Accurate 6D pose estimation is key for robotic manipulation, enabling precise object localization for tasks like grasping. We present RAG-6DPose, a retrieval-augmented approach that leverages 3D CAD models as a knowledge base by integrating both visual and geometric cues. Our RAG-6DPose roughly contains three stages: 1) Building a Multi-Modal CAD Knowledge Base by extracting 2D visual features from multi-view CAD rendered images and also attaching 3D points; 2) Retrieving relevant CAD features from the knowledge base based on the current query image via our ReSPC module; and 3) Incorporating retrieved CAD information to refine pose predictions via retrieval-augmented decoding. Experimental results on standard benchmarks and real-world robotic tasks demonstrate the effectiveness and robustness of our approach, particularly in handling occlusions and novel viewpoints.
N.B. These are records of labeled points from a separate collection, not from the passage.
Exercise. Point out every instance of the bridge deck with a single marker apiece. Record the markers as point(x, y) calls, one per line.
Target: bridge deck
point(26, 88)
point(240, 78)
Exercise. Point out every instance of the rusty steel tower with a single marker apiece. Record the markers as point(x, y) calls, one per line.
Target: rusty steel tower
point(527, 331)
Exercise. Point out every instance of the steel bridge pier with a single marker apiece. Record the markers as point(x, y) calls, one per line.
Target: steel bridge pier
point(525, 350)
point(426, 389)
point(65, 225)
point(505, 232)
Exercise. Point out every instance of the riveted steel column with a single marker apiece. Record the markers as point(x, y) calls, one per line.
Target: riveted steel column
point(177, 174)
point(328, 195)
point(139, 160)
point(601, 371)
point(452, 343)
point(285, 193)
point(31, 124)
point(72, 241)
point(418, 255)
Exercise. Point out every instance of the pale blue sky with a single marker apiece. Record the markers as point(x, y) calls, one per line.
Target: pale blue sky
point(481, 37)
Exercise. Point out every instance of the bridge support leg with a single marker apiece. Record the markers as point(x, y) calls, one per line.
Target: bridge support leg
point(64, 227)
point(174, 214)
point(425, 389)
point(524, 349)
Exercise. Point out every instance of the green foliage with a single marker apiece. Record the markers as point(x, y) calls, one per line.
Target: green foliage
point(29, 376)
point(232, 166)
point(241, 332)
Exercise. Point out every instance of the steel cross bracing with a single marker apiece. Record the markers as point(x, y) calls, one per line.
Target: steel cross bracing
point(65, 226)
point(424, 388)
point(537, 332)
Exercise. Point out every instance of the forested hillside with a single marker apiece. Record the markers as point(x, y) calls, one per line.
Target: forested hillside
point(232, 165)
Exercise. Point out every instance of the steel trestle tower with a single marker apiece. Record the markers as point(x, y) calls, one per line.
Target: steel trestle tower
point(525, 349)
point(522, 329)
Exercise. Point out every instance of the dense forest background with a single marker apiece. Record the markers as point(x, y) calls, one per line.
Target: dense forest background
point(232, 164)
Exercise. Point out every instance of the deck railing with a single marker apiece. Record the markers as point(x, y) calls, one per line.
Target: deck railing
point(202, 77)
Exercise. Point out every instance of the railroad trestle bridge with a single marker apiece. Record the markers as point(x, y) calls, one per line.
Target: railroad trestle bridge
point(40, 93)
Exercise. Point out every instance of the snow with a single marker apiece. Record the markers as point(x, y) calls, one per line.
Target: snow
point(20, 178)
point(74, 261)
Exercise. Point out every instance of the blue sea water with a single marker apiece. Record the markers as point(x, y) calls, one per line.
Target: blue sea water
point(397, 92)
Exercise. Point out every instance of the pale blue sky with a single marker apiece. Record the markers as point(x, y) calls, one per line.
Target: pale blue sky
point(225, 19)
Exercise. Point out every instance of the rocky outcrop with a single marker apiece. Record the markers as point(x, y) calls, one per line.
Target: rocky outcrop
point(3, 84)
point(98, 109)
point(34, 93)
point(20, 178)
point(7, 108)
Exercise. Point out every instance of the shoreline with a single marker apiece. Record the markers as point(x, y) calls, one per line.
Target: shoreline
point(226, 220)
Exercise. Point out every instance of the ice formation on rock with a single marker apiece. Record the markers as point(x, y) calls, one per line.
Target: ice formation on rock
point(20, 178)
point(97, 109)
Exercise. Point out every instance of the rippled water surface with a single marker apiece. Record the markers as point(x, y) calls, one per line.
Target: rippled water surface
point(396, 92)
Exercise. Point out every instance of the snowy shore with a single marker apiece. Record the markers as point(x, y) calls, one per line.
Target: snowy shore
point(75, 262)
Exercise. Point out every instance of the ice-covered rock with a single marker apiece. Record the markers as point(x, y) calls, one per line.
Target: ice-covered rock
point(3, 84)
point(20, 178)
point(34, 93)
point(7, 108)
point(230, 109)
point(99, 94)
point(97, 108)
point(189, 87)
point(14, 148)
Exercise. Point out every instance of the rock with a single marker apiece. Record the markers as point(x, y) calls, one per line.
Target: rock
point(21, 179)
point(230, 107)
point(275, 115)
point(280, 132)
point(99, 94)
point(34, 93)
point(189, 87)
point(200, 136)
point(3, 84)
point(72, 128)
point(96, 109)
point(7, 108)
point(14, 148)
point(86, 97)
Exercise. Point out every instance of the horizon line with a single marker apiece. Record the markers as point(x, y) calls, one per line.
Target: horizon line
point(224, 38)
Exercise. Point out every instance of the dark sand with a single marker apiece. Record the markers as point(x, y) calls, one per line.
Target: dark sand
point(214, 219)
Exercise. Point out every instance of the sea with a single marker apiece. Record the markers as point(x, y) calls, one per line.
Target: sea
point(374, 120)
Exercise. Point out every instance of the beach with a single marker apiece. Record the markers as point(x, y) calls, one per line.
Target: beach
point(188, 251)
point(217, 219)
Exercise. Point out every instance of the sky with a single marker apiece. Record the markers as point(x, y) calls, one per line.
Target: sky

CAD and feature visualization for 8 objects from the LM-O dataset. For each object, the illustration includes three components arranged from top to bottom: the CAD model, the visual feature set F_p, and the key feature F_k.

From left to right, the images show the original scenes, predictions by our RAG-6DPose, and predictions by SurfEmb. In each case, the object's 3D model, aligned with the estimated 6D pose, is overlaid on the grayscale version of the original images.

The upper images show the original scenes, while the lower images display the object pose predictions made by RAG-6DPose. In these predictions, the object's 3D model, aligned using the estimated 6D pose, is overlaid onto the original images, which have been converted to grayscale.

The rows (1,3) show the original images, while rows (2, 4) display the object pose predictions from RAG-6DPose. In each case, the object's 3D model is aligned with the estimated 6D pose and overlaid on the grayscale version of the original images.

DINOv2 uses FlashAttention to speed up transformers. The CAD knowledge base is compact, with most parameters outside the knowledge base shared across objects. Foundation models also help reduce training time. Our network has two components: the Encoder-Decoder, which generates query features, and the Key Feature Extraction network, which creates key features and is saved locally. Inference times for a single object on the TUD-L dataset are 65ms for the Encoder-Decoder, compared to 61ms for MRCNet. Our model improves accuracy with minimal extra computational cost. Compared to SurfEmb, our total time, including PnP-RANSAC, is similar, but performance is significantly better. As with other advanced methods like 3DNEL, some external time is always required, but we aim to optimize this further.